# Sikhs Today



## CaramelChocolate (Jun 19, 2005)

Time for another rant on the negative aspect of Sikhs today... It is shocking how some Sikhs go on about the vice of lust, but others such as anger or ego are given much less importance. Take for example this £16m Gurudwara in London. http://www.sgsss.org/ . There is a wall with golden colour plasques in there of the families who donated most generously - this is outrageous! Not too mention the debt this Gurudwara is in and is ADVERTISING rug companies etc. to pay of the loan.

http://www.karamsar.co.uk/ and take ths Gurudwara, all carved stone on the outside and completely white plain walls on the inside... I told someone what this shows Sikhs today are like - nice and showy on the outside, plain and bare on the inside. But blah, I guess this is a problem in ALL religions today..


----------



## Amerikaur (Jun 19, 2005)

I'm going to brace myself for criticism about being too American or too capitalist or too something-or-other.

I understand that blending religion and business is rather volatile...but I personally don't see an issue with it, the way these folks are doing it.   

I'd love it if more U.S. gurdwaras sent sevadar(ni)s in to the buiness world to forge more relationships.  I'd love for a carpet store to be able to say "We installed the carpets at the Sikh Gurdwara in the next town..." and have the customers wonder what a Sikh gurdwara is...perhaps even enough to google "Sikh" on the internet or even peer in to a gurdwara for themselves.

I think it would be really cool to have sevadars try to coordinate corporate sponsorships, especially meeting with local business owners.  If the nearby proprietors don't know what Sikhism is, they may learn quickly. 

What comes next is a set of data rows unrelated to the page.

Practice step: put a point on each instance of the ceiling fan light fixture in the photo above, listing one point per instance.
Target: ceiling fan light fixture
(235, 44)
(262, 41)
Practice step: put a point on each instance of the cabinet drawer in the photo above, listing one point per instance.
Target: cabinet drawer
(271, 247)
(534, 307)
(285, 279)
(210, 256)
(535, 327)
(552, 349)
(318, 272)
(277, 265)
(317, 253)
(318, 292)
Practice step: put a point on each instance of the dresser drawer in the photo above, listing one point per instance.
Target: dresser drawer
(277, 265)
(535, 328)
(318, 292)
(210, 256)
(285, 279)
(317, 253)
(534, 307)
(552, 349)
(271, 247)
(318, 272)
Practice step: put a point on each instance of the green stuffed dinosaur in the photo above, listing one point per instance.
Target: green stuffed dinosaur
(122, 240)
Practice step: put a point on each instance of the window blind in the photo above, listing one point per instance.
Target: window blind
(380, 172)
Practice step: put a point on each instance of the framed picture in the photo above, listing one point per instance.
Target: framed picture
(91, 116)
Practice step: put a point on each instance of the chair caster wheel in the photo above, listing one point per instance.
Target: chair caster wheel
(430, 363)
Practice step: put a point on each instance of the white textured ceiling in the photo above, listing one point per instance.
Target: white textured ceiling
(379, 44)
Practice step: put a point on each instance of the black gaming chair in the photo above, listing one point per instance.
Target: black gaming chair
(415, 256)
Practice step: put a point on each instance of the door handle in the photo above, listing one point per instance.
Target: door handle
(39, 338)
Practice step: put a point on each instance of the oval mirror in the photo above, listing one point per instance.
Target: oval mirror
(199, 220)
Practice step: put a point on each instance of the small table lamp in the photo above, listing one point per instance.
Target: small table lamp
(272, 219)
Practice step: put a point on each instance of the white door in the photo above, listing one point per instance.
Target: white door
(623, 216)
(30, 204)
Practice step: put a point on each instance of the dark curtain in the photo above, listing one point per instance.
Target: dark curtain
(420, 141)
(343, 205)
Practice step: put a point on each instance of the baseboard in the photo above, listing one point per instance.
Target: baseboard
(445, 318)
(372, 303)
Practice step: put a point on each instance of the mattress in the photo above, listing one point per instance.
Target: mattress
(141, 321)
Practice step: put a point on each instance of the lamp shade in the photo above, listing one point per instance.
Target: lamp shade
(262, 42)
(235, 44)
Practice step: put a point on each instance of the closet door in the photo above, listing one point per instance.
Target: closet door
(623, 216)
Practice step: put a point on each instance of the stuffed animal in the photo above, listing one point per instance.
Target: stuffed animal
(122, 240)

My metropolitan area recently saw a large house of worship built for a faith that is also not very well known in these parts.   That building being built (including the zoning disputes, etc.) brought a lot of attention to the faith, and even identified some residents such as business owners and a local politician that was of that faith. 

I'd love to see a Sikh gurdwara get a similar kind of attention...personally, I think these events help foster some kind of education among our non-Sikh neighbors.  

Distinctions such as caste in gurdwaras really bother me.   Business dealings, as long as they are on the up-and-up, don't bother me.


----------



## CaramelChocolate (Jun 19, 2005)

Amerikaur I agree with most of your post and the caste thing winds me up as well [even as a non-sikh]. But I think you misunderstood my point... the Gurudwara has hugde debts since the Gurudwara cost about £16m... not to mention the price of the GOLD dome which was £4m itself... they have circular RUGS in the marble floor areas before you enter the main hall which is carpeted which are advertising a rug-world which is advertising, they are obviously doing this to get rid of debt. Also, on a free picture of the Gurudwara that you can get, they are advertising a punjab market, which I also assume is to get rid of the huge debt they have.


----------



## Amerikaur (Jun 19, 2005)

CaramelChocolate ji,

You are right, I did misunderstand.  My apologies about that.   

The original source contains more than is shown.